Jeff Suzik, Ph.D., 2005
Director of the Falk Laboratory School
February 15, 2017
Jeff Suzik is Director of the Falk Laboratory School at the University of Pittsburgh and holds a joint appointment as an Associate Professor in the School of Education. Already an experienced teacher when he enrolled in the Ph.D. program, Jeff’s evolving research interests (20th-century youth and adolescence) had always overlapped quite nicely with his passion for teaching, and ultimately he accepted a position teaching U.S. and World History at a Pittsburgh-area boarding school. Over and over again, Jeff found himself applying the historical content and the analytic skills associated with being a historian to his new professional life: living and working with high-school-aged students, 24/7. It proved to be a great match, and Jeff was hooked.

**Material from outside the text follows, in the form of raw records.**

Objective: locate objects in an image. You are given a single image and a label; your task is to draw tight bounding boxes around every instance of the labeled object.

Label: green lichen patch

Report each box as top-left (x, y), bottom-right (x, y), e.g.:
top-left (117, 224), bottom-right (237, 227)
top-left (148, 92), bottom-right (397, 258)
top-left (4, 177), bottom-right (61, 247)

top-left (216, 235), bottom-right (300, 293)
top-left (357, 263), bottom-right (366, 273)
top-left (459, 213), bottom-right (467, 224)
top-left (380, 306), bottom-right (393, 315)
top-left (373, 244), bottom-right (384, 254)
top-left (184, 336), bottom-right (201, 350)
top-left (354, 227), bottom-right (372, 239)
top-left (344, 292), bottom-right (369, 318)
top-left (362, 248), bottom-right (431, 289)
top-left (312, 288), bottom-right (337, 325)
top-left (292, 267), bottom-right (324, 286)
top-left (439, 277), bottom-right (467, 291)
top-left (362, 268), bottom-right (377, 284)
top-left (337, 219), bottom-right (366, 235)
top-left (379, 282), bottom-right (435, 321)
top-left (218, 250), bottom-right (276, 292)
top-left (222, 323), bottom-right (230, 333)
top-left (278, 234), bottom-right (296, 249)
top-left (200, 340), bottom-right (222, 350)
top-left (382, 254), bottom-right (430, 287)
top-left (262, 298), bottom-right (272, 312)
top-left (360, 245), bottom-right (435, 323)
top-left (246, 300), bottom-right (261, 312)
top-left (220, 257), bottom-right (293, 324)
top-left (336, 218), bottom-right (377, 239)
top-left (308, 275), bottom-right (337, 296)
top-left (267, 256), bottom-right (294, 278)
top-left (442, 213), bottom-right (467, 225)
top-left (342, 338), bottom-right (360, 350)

Over time, his work in boarding schools led to an interest in school administration, and Jeff had the opportunity to take on various administrative roles and responsibilities at several different schools across the country, including History Department Chair, Dean of Students, Director of Residential Life, Chief Academic Officer/Assistant Head of School, and finally, Head of School, first at an independent K-12 school in Minneapolis-St. Paul, and now at Falk. In each new role and at each new juncture in his career, Jeff has found that he depends on the rich and meaningful education that he received from the history Ph.D. program. “It goes without saying,” he says, “that my graduate school professors and mentors taught me to think critically and creatively, to present rich evidence and deep analysis in support of my ideas, and to speak and write with confidence and clarity. More than anything else, though, studying history at Carnegie Mellon taught me to always assess and interpret context—not simply to respond to the fact that ‘things happened,’ but to always strive to understand why and how they happened. To me, this is one of the most transferable skills that I gained in my time in the history program, one that I use every single day in running a school. It applies equally to my work with students, teachers, and parents.”